= Product defect =

Characteristic of a product which hinders its usability

A product defect is any characteristic of a product which hinders its usability for the purpose for which it was designed and manufactured.

Product defects arise most prominently in legal contexts regarding product safety, where the term is applied to "anything that renders the product not reasonably safe". The field of law that addresses injuries caused by defective products is called product liability.

A wide range of circumstances can render a product defective. The product may have a design defect or design flaw, resulting from the product having been poorly designed or tested, so that the design itself yields a product that can not perform its desired function. Even if the design is correct, the product may have a manufacturing defect if it was incorrectly manufactured, for example if the wrong materials are used. A product may also be considered legally defective if it lacks appropriate instructions for its use, or appropriate warnings of dangers accompanying normal use or misuse of the product.

Depending on the given jurisdiction, the failure of a consumer to read the available warnings may negate causation for purposes of a defective or inadequate warning claim in a product liability suit.

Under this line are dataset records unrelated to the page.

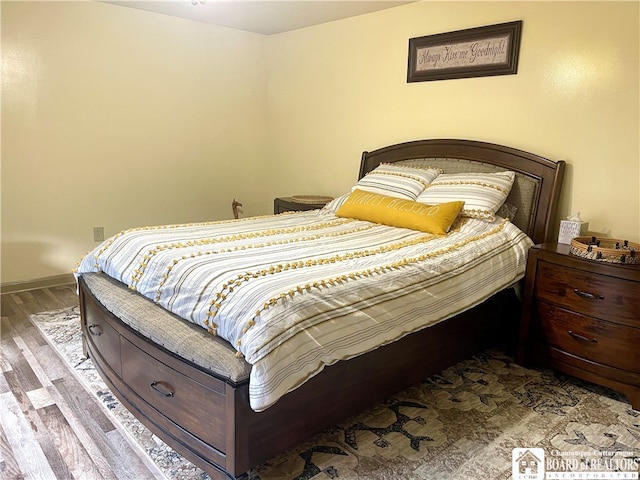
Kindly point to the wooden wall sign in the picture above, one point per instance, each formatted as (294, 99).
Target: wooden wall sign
(475, 52)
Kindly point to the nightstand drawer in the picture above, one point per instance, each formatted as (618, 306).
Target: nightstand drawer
(589, 293)
(596, 340)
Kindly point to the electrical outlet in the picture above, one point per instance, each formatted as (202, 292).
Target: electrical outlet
(98, 234)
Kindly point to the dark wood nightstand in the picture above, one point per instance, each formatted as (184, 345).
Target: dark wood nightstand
(582, 317)
(300, 202)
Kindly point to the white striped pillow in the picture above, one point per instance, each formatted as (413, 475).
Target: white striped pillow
(397, 181)
(483, 193)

A product that is defective in some way that does not render it dangerous might still be sold, with a discounted price reflecting the defect. For example, where a clothing manufacturer's inspection discovers that a line of shirts have been made with slightly uneven sleeves, the manufacturer may choose to sell these shirts at a discount, often through an outlet store and with the label cut off to indicate that the quality is not intended to reflect on the brand. For some products, rework is appropriate.

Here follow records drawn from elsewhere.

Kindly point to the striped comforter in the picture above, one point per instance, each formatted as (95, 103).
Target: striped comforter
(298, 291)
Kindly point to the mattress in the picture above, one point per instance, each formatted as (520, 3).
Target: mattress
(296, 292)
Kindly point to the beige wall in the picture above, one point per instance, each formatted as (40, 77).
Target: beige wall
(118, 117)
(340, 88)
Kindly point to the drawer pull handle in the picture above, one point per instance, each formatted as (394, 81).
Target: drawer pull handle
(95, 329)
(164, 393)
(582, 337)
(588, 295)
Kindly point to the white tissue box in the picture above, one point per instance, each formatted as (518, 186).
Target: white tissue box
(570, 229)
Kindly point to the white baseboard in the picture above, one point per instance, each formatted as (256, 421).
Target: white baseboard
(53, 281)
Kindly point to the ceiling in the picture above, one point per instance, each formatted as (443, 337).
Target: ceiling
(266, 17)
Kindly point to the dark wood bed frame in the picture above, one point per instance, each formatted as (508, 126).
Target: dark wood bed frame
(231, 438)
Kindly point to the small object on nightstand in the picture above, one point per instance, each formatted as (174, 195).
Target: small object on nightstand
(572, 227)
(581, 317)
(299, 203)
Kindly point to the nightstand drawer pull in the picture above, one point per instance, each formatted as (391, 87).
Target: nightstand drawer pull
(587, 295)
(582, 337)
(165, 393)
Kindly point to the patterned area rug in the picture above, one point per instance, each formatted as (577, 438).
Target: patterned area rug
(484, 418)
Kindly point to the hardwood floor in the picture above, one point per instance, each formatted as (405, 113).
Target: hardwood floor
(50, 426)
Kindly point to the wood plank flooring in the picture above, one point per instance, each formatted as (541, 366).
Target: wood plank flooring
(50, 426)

==Product quality risk in supply chain==
Product quality risk in supply chain focuses on the quality problems in the supply chain context rather in the manufacturing quality context. Tse and Tan (2009) identified the concept of "Product Quality Risk in Supply Chain" (PQR) as:

Inherent quality problems (i.e. raw materials / ingredients / production / logistics / packaging) in any of the supply members trigger a domino effect that spread through a multi-tier supply network. For this reason, it is hard for a network member to keep track of who did what, and when, to the final quality of the products. The product that a focal firm sells to the consumer comprises components made by the focal firm and the suppliers. When the product breaks down due to defects in either the firm’s component or the supplier’s component, the firm has to bear the consequences.

===In practice===
Product quality risk is an inherent part of the supply chain risks, with a tendency to comprise some or all of the risk elements, such as operational risk, disruption risk and reputational risk. For example, when lead was found in Mattel's toys, it tarnished the company's reputation, and disrupted the supply of its products in the market.

In the literature, the concept of product quality risk has not been fully investigated. Although Zsidisin stated that quality risk includes the risk of producing unsafe products that can harm the consumer, even when these defects are caused by another firm or inherited from a sub-contractor. However, neither PQR nor its domino effect in the supply chain have been thoroughly studied.

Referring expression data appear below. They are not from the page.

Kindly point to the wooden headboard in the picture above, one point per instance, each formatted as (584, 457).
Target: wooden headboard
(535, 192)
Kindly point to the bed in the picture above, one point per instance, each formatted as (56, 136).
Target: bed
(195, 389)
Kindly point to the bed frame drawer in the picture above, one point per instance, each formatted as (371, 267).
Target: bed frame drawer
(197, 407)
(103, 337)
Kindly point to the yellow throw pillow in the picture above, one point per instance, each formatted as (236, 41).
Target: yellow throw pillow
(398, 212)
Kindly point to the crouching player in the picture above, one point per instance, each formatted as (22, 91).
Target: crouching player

The product quality risk in global supply chain concept, though similar to "product harm crisis" (defined as defective or dangerous products) and "moral hazard problem" (defined as the outcome of asymmetric information, imperfect observability in supplier's quality), are not about the risk of product quality in a global supply chain context.

===In construction===
In construction, defects include aspects of the constructed works which are not in accordance with the scope of the project (the work which the contractor was asked to undertake) or, where the contractor has designed the work, the construction not compliant with any applicable law or with a design for the work offered by the contractor and accepted by the client or on the client's behalf. They may be "patent defects", observable in practice during or on completion of the construction process, or "latent defects", which are not visible or identifiable until a later date.

Under common law, a defect which results from the contractor's breach of contract should be put right by the client, who then sues the contractor for the costs of doing so. The NEC Engineering and Construction contract, a standard form of contract widely used in the construction industry, allows the contractor to rectify a defect at their own expense in place of the common law position, and obliges the client to allow the contractor appropriate access to undertake the rectification work. At the end of an agreed period, a defects certificate may be issued, which is intended either to certify that there are no patent defects, or to state any defects which remain outstanding.